Задействовав все связи, благо у молодого аристократа была масса покровителей и влиятельных родственников, он добился перевода, так сказать, в военные репортеры и был направлен на Кубу. За цикл статей, опубликованный в «Нью‑Йорк таймс» получил свой первый гонорар 25 гиней, весьма увесистая сумма для новичка, а испанское правительство наградило его медалью «Красный крест», что вызвало неудовольствие у бывших колонистов Британской короны. Однако Черчилль наплевательски отнесся к критике из‑за океана – янки он сильно недолюбливал, и это еще мягко сказано, зато умело скрывал свое недоброжелательство.

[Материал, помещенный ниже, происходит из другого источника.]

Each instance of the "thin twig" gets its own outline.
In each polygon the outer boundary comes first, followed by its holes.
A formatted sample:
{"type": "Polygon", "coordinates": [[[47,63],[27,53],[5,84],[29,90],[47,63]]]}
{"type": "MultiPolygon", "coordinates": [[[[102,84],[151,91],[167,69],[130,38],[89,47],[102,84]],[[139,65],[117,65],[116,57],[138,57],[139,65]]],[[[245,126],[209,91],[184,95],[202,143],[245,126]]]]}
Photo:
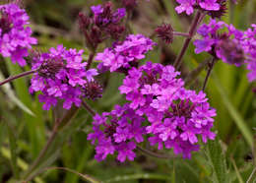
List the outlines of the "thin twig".
{"type": "Polygon", "coordinates": [[[96,112],[94,111],[94,109],[93,109],[89,104],[87,104],[87,102],[85,102],[84,100],[82,100],[82,104],[83,104],[83,106],[86,108],[86,110],[89,111],[89,113],[90,113],[92,116],[95,116],[95,115],[96,115],[96,112]]]}
{"type": "Polygon", "coordinates": [[[188,34],[189,36],[185,39],[184,41],[184,44],[183,44],[183,47],[181,48],[177,58],[175,59],[175,62],[174,62],[174,67],[178,70],[179,67],[181,66],[181,63],[182,63],[182,58],[189,46],[189,43],[192,39],[192,37],[194,36],[196,30],[197,30],[197,27],[198,25],[200,24],[200,21],[203,20],[203,16],[204,14],[202,14],[200,11],[198,11],[195,15],[195,18],[190,26],[190,29],[189,29],[189,31],[188,31],[188,34]]]}
{"type": "Polygon", "coordinates": [[[179,36],[185,36],[185,37],[189,37],[189,33],[187,32],[180,32],[180,31],[173,31],[173,35],[179,35],[179,36]]]}
{"type": "Polygon", "coordinates": [[[24,73],[21,73],[19,75],[16,75],[16,76],[11,76],[9,78],[7,78],[6,80],[0,82],[0,86],[4,85],[4,84],[7,84],[9,82],[12,82],[13,80],[16,80],[18,78],[22,78],[22,77],[26,77],[28,75],[31,75],[31,74],[33,74],[37,71],[37,69],[34,69],[34,70],[31,70],[31,71],[26,71],[24,73]]]}
{"type": "Polygon", "coordinates": [[[215,62],[216,62],[216,58],[213,57],[212,61],[209,63],[209,68],[208,68],[208,71],[207,71],[207,75],[206,75],[206,78],[205,78],[205,82],[204,82],[204,85],[203,85],[203,88],[202,88],[202,91],[204,92],[205,89],[206,89],[206,85],[207,85],[207,82],[209,80],[209,77],[213,71],[213,68],[214,68],[214,65],[215,65],[215,62]]]}
{"type": "Polygon", "coordinates": [[[193,71],[188,73],[188,75],[185,78],[185,85],[189,86],[192,84],[192,82],[195,81],[195,79],[198,77],[198,75],[203,71],[203,69],[211,62],[212,59],[206,59],[203,62],[201,62],[197,68],[195,68],[193,71]]]}
{"type": "Polygon", "coordinates": [[[27,171],[27,174],[25,174],[24,179],[26,180],[31,173],[34,170],[34,168],[39,164],[40,160],[44,157],[44,155],[46,154],[50,145],[52,144],[52,142],[55,140],[55,138],[58,135],[59,132],[59,127],[61,125],[63,125],[63,123],[67,123],[67,120],[71,120],[72,117],[77,113],[79,108],[75,107],[74,109],[68,110],[64,117],[61,120],[56,120],[55,124],[53,126],[53,130],[51,133],[50,138],[48,139],[46,145],[43,147],[43,149],[41,150],[41,152],[39,152],[39,155],[36,157],[36,159],[32,162],[32,164],[30,166],[29,170],[27,171]]]}
{"type": "Polygon", "coordinates": [[[250,183],[255,174],[256,174],[256,167],[252,170],[252,172],[251,172],[248,180],[246,181],[246,183],[250,183]]]}
{"type": "Polygon", "coordinates": [[[156,153],[156,152],[151,152],[151,151],[149,151],[149,150],[143,149],[143,148],[140,147],[140,146],[137,146],[136,149],[139,150],[139,151],[141,151],[141,152],[142,152],[143,153],[145,153],[145,154],[148,154],[148,155],[151,155],[151,156],[154,156],[154,157],[158,157],[158,158],[167,158],[167,159],[170,159],[170,158],[179,157],[178,155],[156,153]]]}
{"type": "Polygon", "coordinates": [[[89,70],[89,69],[91,68],[91,65],[92,65],[92,63],[93,63],[93,60],[94,60],[95,55],[96,55],[96,52],[95,52],[95,51],[93,51],[93,52],[90,54],[89,59],[88,59],[88,61],[87,61],[87,70],[89,70]]]}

В следующем году его полк направили на службу в Индии, с расквартированием в Бангалоре. Однако тянуть лямку в провинциальном гарнизоне молодому офицеру было в тягость – он посвящал время учебе, путешествиям по сказочной стране, много занимался спортом, став изрядным фехтовальщиком. Уинстона вновь потянуло к журналистским приключениям в «горячих точках», коих в конце 19‑го с его последними колониальными войнами хватало с избытком. Так что в 1897 году Черчилль добился прикомандирования к экспедиционному корпусу, что был направлен на подавление восстания пуштунских племен в провинции Малаканд.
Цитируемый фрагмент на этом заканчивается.